Но потом возвращалось понимание условности происходящего: это театр, игра, а он, Оле, дурак, все это воспринимает всерьез.

Закончилось первое действие. Зажегся ослепительно яркий свет люстры, послышались аплодисменты. Они были куда громче, чем после речи Тутына на слете оленеводов-механизаторов.

Зрители потянулись к выходу из зала.

— Пойдем отдохнем, — предложил Тутын.

В буфете он взял себе бутылку пива, а Оле — лимонад.

И вдруг совсем рядом, так что можно было даже дотронуться до нее рукой, Оле снова увидел девушку из магазина.

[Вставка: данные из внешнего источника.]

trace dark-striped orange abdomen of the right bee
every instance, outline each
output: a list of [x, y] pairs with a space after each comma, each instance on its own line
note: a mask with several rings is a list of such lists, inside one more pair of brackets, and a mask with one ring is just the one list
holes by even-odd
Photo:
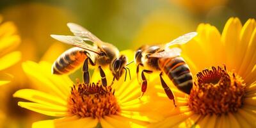
[[193, 77], [182, 57], [160, 58], [159, 67], [179, 90], [188, 94], [190, 93], [193, 87]]

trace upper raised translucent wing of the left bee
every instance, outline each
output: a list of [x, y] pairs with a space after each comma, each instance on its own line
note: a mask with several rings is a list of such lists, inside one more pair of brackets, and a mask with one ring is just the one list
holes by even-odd
[[102, 42], [99, 38], [97, 38], [97, 36], [93, 35], [90, 31], [78, 24], [69, 22], [67, 26], [75, 36], [79, 36], [81, 38], [89, 38], [92, 40], [92, 42]]

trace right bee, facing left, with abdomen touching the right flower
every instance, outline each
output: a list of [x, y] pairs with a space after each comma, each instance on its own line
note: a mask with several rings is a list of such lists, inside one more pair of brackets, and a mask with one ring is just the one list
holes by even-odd
[[[139, 83], [141, 83], [141, 96], [147, 90], [147, 79], [144, 73], [160, 72], [159, 77], [163, 86], [164, 92], [169, 99], [173, 100], [175, 104], [174, 95], [172, 90], [167, 86], [163, 80], [163, 72], [166, 74], [172, 83], [182, 92], [190, 93], [193, 87], [192, 74], [189, 70], [186, 61], [180, 57], [181, 50], [177, 47], [170, 49], [171, 45], [175, 44], [186, 44], [194, 36], [196, 32], [187, 33], [183, 36], [179, 36], [172, 42], [165, 45], [143, 45], [140, 47], [135, 54], [135, 63], [137, 66], [136, 73]], [[141, 80], [139, 80], [140, 66], [147, 68], [141, 72]]]

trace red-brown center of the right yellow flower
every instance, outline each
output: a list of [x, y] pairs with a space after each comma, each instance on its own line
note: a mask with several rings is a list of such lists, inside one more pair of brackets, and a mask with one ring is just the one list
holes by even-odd
[[226, 67], [212, 67], [196, 74], [188, 106], [201, 115], [236, 112], [243, 104], [245, 84]]

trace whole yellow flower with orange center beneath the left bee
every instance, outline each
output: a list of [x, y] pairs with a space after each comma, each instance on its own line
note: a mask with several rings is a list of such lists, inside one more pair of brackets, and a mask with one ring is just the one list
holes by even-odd
[[[133, 52], [121, 53], [132, 60]], [[27, 61], [22, 67], [38, 89], [15, 92], [13, 97], [31, 101], [19, 102], [19, 106], [44, 115], [61, 117], [35, 122], [33, 127], [145, 127], [150, 122], [162, 119], [162, 116], [151, 111], [149, 106], [154, 108], [154, 104], [146, 96], [138, 99], [140, 86], [135, 79], [134, 65], [130, 67], [131, 81], [124, 82], [122, 77], [108, 88], [93, 85], [100, 80], [97, 70], [91, 79], [93, 84], [89, 86], [79, 82], [74, 84], [65, 75], [52, 75], [51, 64], [44, 61]], [[106, 68], [104, 71], [108, 83], [111, 83], [111, 72]]]

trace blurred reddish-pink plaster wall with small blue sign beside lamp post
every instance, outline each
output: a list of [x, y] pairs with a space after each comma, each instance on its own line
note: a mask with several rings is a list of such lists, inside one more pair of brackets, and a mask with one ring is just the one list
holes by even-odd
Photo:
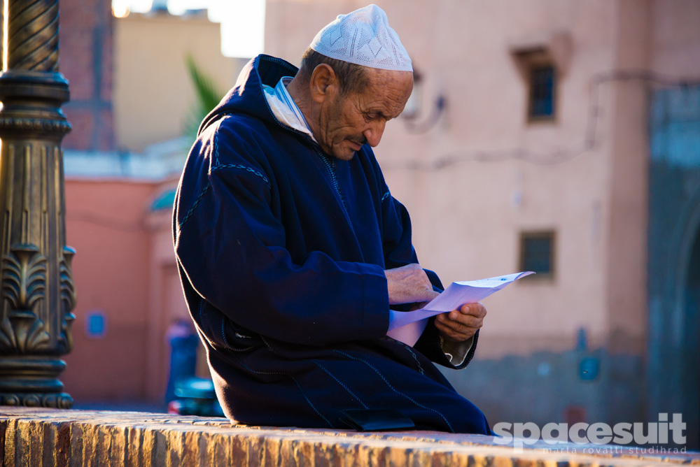
[[[66, 391], [85, 399], [146, 398], [151, 234], [144, 222], [153, 183], [66, 180], [66, 238], [77, 250], [75, 352], [64, 357]], [[85, 313], [107, 315], [104, 338], [88, 338]], [[158, 380], [162, 384], [162, 380]]]

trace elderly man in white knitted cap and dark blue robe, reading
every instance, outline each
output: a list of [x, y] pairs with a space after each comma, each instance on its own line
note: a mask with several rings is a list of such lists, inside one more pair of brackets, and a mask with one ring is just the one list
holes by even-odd
[[431, 319], [413, 346], [386, 336], [390, 306], [442, 290], [370, 149], [412, 87], [411, 61], [372, 5], [322, 29], [298, 71], [255, 57], [202, 122], [174, 240], [231, 419], [491, 433], [430, 363], [468, 364], [483, 306]]

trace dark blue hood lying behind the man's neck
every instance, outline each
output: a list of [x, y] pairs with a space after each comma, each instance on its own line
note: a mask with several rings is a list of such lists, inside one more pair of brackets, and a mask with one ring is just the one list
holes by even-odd
[[227, 113], [246, 113], [265, 122], [280, 124], [269, 108], [262, 86], [274, 87], [283, 76], [295, 76], [297, 71], [299, 69], [293, 64], [269, 55], [261, 54], [251, 59], [241, 70], [236, 85], [202, 120], [197, 134], [202, 134], [204, 129]]

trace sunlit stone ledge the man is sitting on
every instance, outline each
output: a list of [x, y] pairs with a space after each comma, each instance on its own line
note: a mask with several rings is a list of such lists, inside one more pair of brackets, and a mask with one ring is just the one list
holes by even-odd
[[700, 465], [700, 453], [610, 445], [545, 448], [552, 446], [540, 443], [518, 452], [490, 436], [435, 431], [281, 429], [146, 412], [0, 407], [0, 459], [6, 467]]

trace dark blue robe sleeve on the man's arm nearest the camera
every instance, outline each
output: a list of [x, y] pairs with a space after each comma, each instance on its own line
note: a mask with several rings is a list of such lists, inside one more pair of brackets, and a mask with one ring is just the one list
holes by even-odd
[[[199, 148], [193, 164], [209, 160], [211, 167], [189, 168], [199, 174], [193, 185], [202, 185], [200, 193], [188, 196], [186, 206], [179, 201], [175, 250], [193, 289], [239, 326], [283, 342], [329, 345], [384, 336], [384, 270], [318, 251], [295, 264], [271, 208], [260, 147], [255, 138], [235, 136], [210, 141], [209, 158]], [[227, 164], [216, 164], [216, 144], [224, 141]], [[183, 175], [181, 192], [186, 183]]]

Она повернулась и уставилась на него, видимо припоминая, где его видела.

— А, это вы! — сказала она, вспомнив, и улыбнулась. — Как идут часы?

— Очень хорошо, — ответил Оле и показал часы на запястье. — Хотите лимонад?

— С удовольствием, — ответила девушка и взяла стакан с подноса.

Тутын с изумлением смотрел на товарища.

— Как вам спектакль? — спросила девушка, крохотными глотками потягивая лимонад.

— Мне очень нравится! — с искренним воодушевлением сказал Оле.

— А вашему товарищу? — повторила она вопрос, обращаясь уже к Тутыну.

— Мне тоже нравится, — сказал Тутын и добавил: — Я не первый раз в театре, а вот Оле никогда до этого не бывал на таких представлениях.

— Ой, как интересно! — воскликнула девушка. — Ну и как?

Оле вдруг почувствовал неприязнь к другу: ну зачем это надо подчеркивать? Ведет себя так, как будто сам только и делает у себя в тундре, что днем сидит в президиуме, а вечера проводит в театре.

— Мне понравилось, — на этот раз сдержаннее ответил Оле.

Послышался звонок. Оле заторопился, но Тутын удержал его:

— Это только первый звонок.

Девушка допила лимонад, поблагодарила Оле и пошла вперед.

— Видишь, она пошла, — сказал Оле товарищу.

— Ну вот теперь и мы можем пойти.

Тутын шел немного сзади, а на несколько шагов впереди него шла эта удивительная девушка.

И когда в зале погас свет и зазвучала музыка, Оле вдруг захотелось встать, обернуться и посмотреть в зал.

А между тем на сцене разлад между влюбленными усиливался. Соответственно и музыка становилась драматичнее, выворачивая душу у чувствительного Оле. Он слушал и дивился силе воздействия музыки и даже подумал мельком о том, что Арон Каля покорил Зину не без помощи звуков своей электрической гитары.